15. Eastbound & Down : Washed-up baseball pitcher Kenny Powers came close, in its brief first season, to being as fully-realized a comic creation as Ricky Gervais’ David Brent. Show creator and star Danny McBride (working with director David Gordon Green) knows working-class anger, despair, lewd humor, and excessive emotionalism as well as any contemporary novelist. A proud, egotistical, sexist delusional whom you root for with all your heart, Kenny is the opposite of the revenge of the nerd: he’s the revenge of the jerk.

16. Parks and Recreation: In its sophomore year, Amy Poehler’s marvelously droll sitcom became a consistent pleasure. Always one to share the spotlight, Poehler and the producers made sure that valuable supporting players such as Chris Pratt remained prominent (running a shoeshine stand in the office building? absurd and yet clever!). Only a series that knows what its characters are about could take the lewd wiseguy played by Aziz Ansari and find the heart in this guy as he pined for his green-card wife.

17. In Treatment: Gabriel Byrne’s soft-voiced therapist returned for a second season. He, not the season, was significantly more downbeat: now divorced and lonely, Paul presided over a new roster of patients. The stand-outs were Alison Pill, playing a cancer-stricken architecture student, and Hope Davis as a former patient of Paul’s, returning to tidy up some messy unresolved issues. Best of all, Dianne Wiest was back as Paul’s therapist, taking no guff from the sad-eyed man with the open heart and tamped-down anger.

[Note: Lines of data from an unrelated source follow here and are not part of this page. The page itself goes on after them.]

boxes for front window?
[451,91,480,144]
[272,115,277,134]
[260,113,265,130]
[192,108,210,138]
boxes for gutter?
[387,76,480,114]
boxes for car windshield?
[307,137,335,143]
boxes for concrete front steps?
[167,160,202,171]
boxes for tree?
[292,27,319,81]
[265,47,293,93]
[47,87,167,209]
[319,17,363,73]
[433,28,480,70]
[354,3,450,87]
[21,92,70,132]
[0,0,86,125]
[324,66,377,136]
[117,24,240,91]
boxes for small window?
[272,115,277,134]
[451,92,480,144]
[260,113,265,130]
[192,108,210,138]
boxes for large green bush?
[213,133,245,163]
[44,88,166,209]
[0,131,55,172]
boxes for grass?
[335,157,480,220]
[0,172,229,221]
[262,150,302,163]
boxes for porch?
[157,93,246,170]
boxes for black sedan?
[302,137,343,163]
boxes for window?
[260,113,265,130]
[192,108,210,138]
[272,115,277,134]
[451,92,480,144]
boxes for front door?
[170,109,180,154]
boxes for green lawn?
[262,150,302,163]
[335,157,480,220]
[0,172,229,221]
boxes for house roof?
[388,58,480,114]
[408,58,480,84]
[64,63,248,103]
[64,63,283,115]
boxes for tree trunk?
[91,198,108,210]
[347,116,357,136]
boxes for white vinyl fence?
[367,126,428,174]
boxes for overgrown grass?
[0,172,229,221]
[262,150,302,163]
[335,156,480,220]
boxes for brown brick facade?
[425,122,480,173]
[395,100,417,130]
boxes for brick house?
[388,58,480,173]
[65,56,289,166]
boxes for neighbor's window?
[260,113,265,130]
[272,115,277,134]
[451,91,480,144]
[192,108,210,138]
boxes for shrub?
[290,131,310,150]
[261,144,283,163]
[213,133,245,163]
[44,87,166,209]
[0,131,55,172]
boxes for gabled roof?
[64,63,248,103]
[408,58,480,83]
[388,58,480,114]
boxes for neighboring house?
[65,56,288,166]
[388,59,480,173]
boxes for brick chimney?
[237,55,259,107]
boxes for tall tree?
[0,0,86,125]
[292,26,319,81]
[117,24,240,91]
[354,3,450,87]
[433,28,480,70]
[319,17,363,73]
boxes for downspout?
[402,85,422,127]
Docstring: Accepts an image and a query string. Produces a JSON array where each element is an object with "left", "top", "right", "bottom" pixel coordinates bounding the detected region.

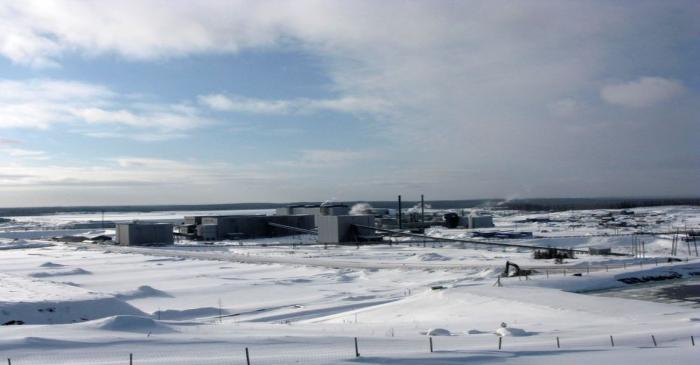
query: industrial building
[
  {"left": 193, "top": 214, "right": 314, "bottom": 241},
  {"left": 317, "top": 215, "right": 381, "bottom": 244},
  {"left": 468, "top": 215, "right": 494, "bottom": 229},
  {"left": 114, "top": 222, "right": 174, "bottom": 246},
  {"left": 277, "top": 204, "right": 350, "bottom": 226}
]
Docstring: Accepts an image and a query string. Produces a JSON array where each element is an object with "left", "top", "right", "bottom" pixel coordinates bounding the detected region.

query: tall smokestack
[
  {"left": 420, "top": 194, "right": 425, "bottom": 223},
  {"left": 397, "top": 195, "right": 402, "bottom": 229}
]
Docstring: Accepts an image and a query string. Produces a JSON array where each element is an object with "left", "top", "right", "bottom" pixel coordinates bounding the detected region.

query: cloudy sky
[{"left": 0, "top": 0, "right": 700, "bottom": 206}]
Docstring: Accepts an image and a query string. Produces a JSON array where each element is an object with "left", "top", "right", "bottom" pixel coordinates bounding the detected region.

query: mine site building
[
  {"left": 468, "top": 215, "right": 494, "bottom": 229},
  {"left": 114, "top": 222, "right": 174, "bottom": 246},
  {"left": 317, "top": 215, "right": 381, "bottom": 244},
  {"left": 276, "top": 204, "right": 350, "bottom": 226},
  {"left": 197, "top": 214, "right": 314, "bottom": 241}
]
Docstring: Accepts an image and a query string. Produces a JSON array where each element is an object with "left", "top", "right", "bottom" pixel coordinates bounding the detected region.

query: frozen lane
[{"left": 66, "top": 243, "right": 503, "bottom": 270}]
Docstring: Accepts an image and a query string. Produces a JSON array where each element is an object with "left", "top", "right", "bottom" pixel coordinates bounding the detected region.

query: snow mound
[
  {"left": 496, "top": 327, "right": 531, "bottom": 337},
  {"left": 0, "top": 240, "right": 53, "bottom": 250},
  {"left": 115, "top": 285, "right": 173, "bottom": 300},
  {"left": 0, "top": 273, "right": 144, "bottom": 325},
  {"left": 153, "top": 307, "right": 224, "bottom": 321},
  {"left": 29, "top": 268, "right": 92, "bottom": 278},
  {"left": 467, "top": 330, "right": 489, "bottom": 335},
  {"left": 39, "top": 261, "right": 66, "bottom": 267},
  {"left": 95, "top": 315, "right": 177, "bottom": 333},
  {"left": 418, "top": 252, "right": 450, "bottom": 261},
  {"left": 426, "top": 328, "right": 452, "bottom": 336}
]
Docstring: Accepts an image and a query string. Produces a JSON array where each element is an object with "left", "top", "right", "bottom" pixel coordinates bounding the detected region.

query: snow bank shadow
[
  {"left": 348, "top": 349, "right": 605, "bottom": 365},
  {"left": 114, "top": 285, "right": 173, "bottom": 300},
  {"left": 89, "top": 315, "right": 177, "bottom": 333},
  {"left": 39, "top": 261, "right": 66, "bottom": 267},
  {"left": 153, "top": 307, "right": 224, "bottom": 321},
  {"left": 29, "top": 268, "right": 92, "bottom": 278}
]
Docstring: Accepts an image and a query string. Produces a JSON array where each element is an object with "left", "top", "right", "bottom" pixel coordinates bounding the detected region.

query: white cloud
[
  {"left": 600, "top": 77, "right": 685, "bottom": 108},
  {"left": 548, "top": 98, "right": 581, "bottom": 117},
  {"left": 0, "top": 0, "right": 700, "bottom": 197},
  {"left": 0, "top": 148, "right": 49, "bottom": 160},
  {"left": 0, "top": 157, "right": 280, "bottom": 186},
  {"left": 274, "top": 149, "right": 376, "bottom": 169},
  {"left": 0, "top": 79, "right": 214, "bottom": 139},
  {"left": 199, "top": 94, "right": 390, "bottom": 114}
]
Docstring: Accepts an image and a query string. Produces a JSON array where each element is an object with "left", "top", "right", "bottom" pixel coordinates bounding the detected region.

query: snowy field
[{"left": 0, "top": 207, "right": 700, "bottom": 365}]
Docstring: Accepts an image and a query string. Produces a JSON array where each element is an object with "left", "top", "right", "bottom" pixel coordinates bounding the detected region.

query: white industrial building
[{"left": 114, "top": 222, "right": 174, "bottom": 246}]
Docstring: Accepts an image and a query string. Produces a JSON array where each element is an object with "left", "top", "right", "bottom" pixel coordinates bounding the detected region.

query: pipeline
[{"left": 355, "top": 224, "right": 628, "bottom": 256}]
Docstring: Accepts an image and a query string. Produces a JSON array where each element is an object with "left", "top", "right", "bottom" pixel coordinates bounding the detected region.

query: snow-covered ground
[{"left": 0, "top": 207, "right": 700, "bottom": 365}]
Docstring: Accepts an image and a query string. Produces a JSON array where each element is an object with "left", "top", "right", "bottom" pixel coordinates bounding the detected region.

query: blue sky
[{"left": 0, "top": 0, "right": 700, "bottom": 206}]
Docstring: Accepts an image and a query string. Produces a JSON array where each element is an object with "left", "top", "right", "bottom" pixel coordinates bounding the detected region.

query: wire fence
[{"left": 0, "top": 333, "right": 697, "bottom": 365}]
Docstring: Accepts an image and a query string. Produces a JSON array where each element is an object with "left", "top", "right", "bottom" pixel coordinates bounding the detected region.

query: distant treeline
[
  {"left": 500, "top": 198, "right": 700, "bottom": 211},
  {"left": 0, "top": 198, "right": 700, "bottom": 217}
]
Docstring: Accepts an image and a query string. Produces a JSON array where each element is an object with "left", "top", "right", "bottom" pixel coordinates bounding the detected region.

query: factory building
[
  {"left": 468, "top": 215, "right": 494, "bottom": 229},
  {"left": 316, "top": 215, "right": 381, "bottom": 244},
  {"left": 194, "top": 214, "right": 314, "bottom": 241},
  {"left": 277, "top": 204, "right": 350, "bottom": 226},
  {"left": 114, "top": 222, "right": 174, "bottom": 246}
]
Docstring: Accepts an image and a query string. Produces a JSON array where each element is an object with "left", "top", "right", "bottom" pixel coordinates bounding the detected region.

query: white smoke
[
  {"left": 407, "top": 203, "right": 432, "bottom": 213},
  {"left": 350, "top": 203, "right": 372, "bottom": 215}
]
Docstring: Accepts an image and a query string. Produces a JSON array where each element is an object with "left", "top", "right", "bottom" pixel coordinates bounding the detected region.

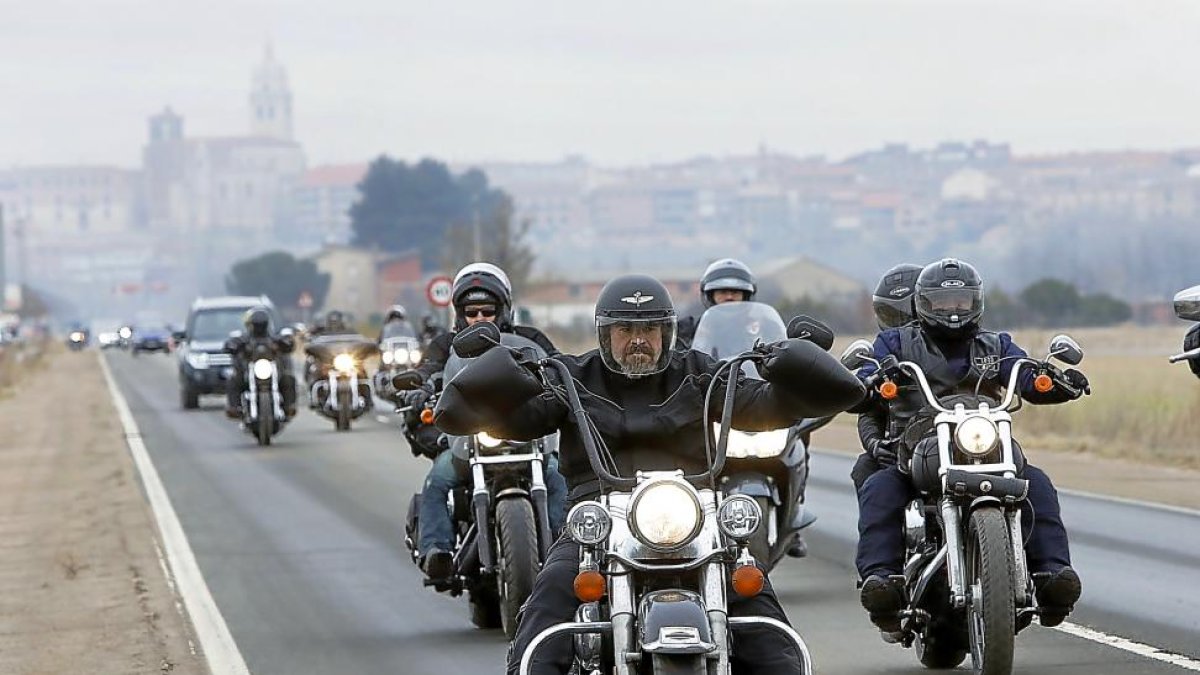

18. Chuck: Lots of fun, and clever in unexpected ways, Chuck has snuck up on me. For a while I thought it was just silly, but over the course of the second season I came to value the way co-creators Josh Schwartz and Chris Fedak managed to do what so many other TV producers have tried and failed at: They have made an adventure-spy-romance-comedy that is more than just a novelty show, or a spoof. Chuck manages to say complex, sometimes dark things about the nature of family and trust in its bright, chipper way. Looking forward to the new season.

19. It’s Always Sunny In Philadelphia: Brash and vulgar, Sunny‘s comic rhythms are unlike any other sitcom on TV. It’s usually a criticism when we say that characters talk at and not to each other, but in this case, that’s precisely what makes Sunny unique. Its noise, its squawk, its chaos, is what fuels the comedy. The show is like Seinfeld without the ironic distance or structural discipline, which can make for some genially messy episodes, but also a lotta fun anarchy.

20. The Ultimate Fighter: Heavyweights: Loved the way this season started out clearly assuming that it was going to be Kimbo Slice who’d dominate the drama, when in fact Kimbo proved to be just one element of a surprisingly passionate, varied, and frequently hilarious season. The rivalry between team captains Rampage Jackson and Rashad Evans started out with put-on sneers but soon deepened into real beefs about conflicting training philosophies. And the fights themselves, while frequently too brief to build drama equal to what was occurring outside the ring, packed a goodly wallop.

There; that’s my Top 20.

Agree? Disagree? What did I leave out, in your opinion? Thanks.